IL Y A 40 ANS, DISPARAISSAIT LEONID BREJNEV
Ce 11 novembre 1982, la télévision soviétique, déjà en mode deuil national depuis 24 heures, annonçait le décès du Secrétaire Général du Parti Communiste de l’Union Soviétique et Chef de l’État soviétique, Leonid Ilitch Brejnev. Les commémorations sont toujours l’occasion non seulement de tirer des bilans, mais encore d’éclairer le moment présent. À son décès, Brejnev occupait sa fonction depuis 1964, soit, la période la plus longue après Staline. Rien ne laissait présager, chez cet homme pourtant malade, une disparition subite. Le 10 novembre au matin, l’officier d’intendance chargé de réveiller le Secrétaire Général, découvre un homme inanimé mort depuis peu. Le médecin Evguenii Chazov conclura à une crise cardiaque. Le 7 novembre encore, le chef de la deuxième puissance mondiale était à la tribune du mausolée pour présider aux festivités commémorant le 65e anniversaire de la Grande Révolution Socialiste d’Octobre qui n’était en réalité qu’un vulgaire coup d’état bolchévique.

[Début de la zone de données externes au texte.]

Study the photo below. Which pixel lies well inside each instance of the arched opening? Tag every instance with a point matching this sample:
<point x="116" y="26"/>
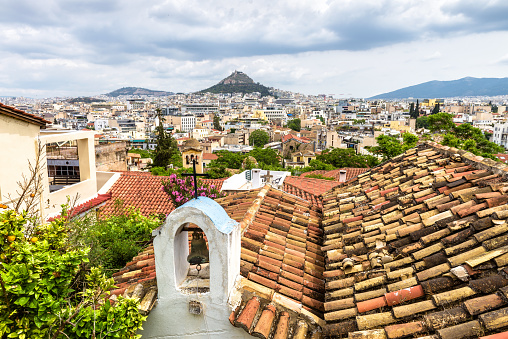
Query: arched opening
<point x="192" y="260"/>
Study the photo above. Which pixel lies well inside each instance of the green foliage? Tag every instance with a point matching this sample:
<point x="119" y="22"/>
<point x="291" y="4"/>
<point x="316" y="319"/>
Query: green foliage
<point x="412" y="112"/>
<point x="345" y="157"/>
<point x="295" y="125"/>
<point x="319" y="176"/>
<point x="40" y="278"/>
<point x="166" y="152"/>
<point x="143" y="152"/>
<point x="116" y="239"/>
<point x="473" y="140"/>
<point x="181" y="190"/>
<point x="436" y="109"/>
<point x="218" y="172"/>
<point x="440" y="122"/>
<point x="216" y="122"/>
<point x="265" y="156"/>
<point x="422" y="122"/>
<point x="161" y="171"/>
<point x="258" y="138"/>
<point x="390" y="147"/>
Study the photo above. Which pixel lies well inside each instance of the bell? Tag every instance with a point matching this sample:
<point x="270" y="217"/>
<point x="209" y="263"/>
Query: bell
<point x="199" y="252"/>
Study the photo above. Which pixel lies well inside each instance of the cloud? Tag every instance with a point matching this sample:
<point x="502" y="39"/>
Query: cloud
<point x="91" y="47"/>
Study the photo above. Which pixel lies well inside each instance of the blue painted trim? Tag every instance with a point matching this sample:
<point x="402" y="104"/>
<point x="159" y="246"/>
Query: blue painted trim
<point x="214" y="211"/>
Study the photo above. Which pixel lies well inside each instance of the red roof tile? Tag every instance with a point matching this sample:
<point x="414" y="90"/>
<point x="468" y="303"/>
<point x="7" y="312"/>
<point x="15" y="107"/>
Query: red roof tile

Pourtant, en Russie et en ex-URSS, les nostalgique de cette époque Brejnev pourtant appelée période de “stagnation” au moment de la pérestroïkasont nombreux. Dans son interview donnée à Livre Noir, Katia Kopylova parlait même d’“époque bénie.” C’est oublier un peu vite combien les tensions ont été nombreuses et vives.
Sur le plan international, l’URSS a considérablement attisé de nombreux foyers de tension. On pense notamment au Vietnam ou à l’Amérique centrale. L’URSS n’a pas non plus été en reste en Afrique où elle n’a pas épargné ses efforts pour étendre sa sphère d’influence. En Asie centrale, on ne peut oublier la désastreuse campagne d’Afghanistan qui contribuera certainement à l’effondrement de l’URSS. Avec la Tchécoslovaquie, puis la Pologne, l’Europe a connu son lot de malheur communiste.
Sur le plan national non plus, l’appareil répressif n’a pas faibli sous Brejnev. C’est le régime de Brejnev qui a durement réprimé Andrey Sakharov et surtout Soljénitsyne. L’académicien Sakharov sera contraint à de longues années d’exil intérieur à Gorky, (redevenue depuis “Nijni Novgorod”), tandis que l’auteur de l’archipel du Goulag devra s’expatrier en Suisse puis aux États-Unis. On ne compte pas les intellectuels et autres artistes sur qui s’est abattue la main de fer d’un régime avec à sa tête un vieux gâteux alcoolique et dépressif.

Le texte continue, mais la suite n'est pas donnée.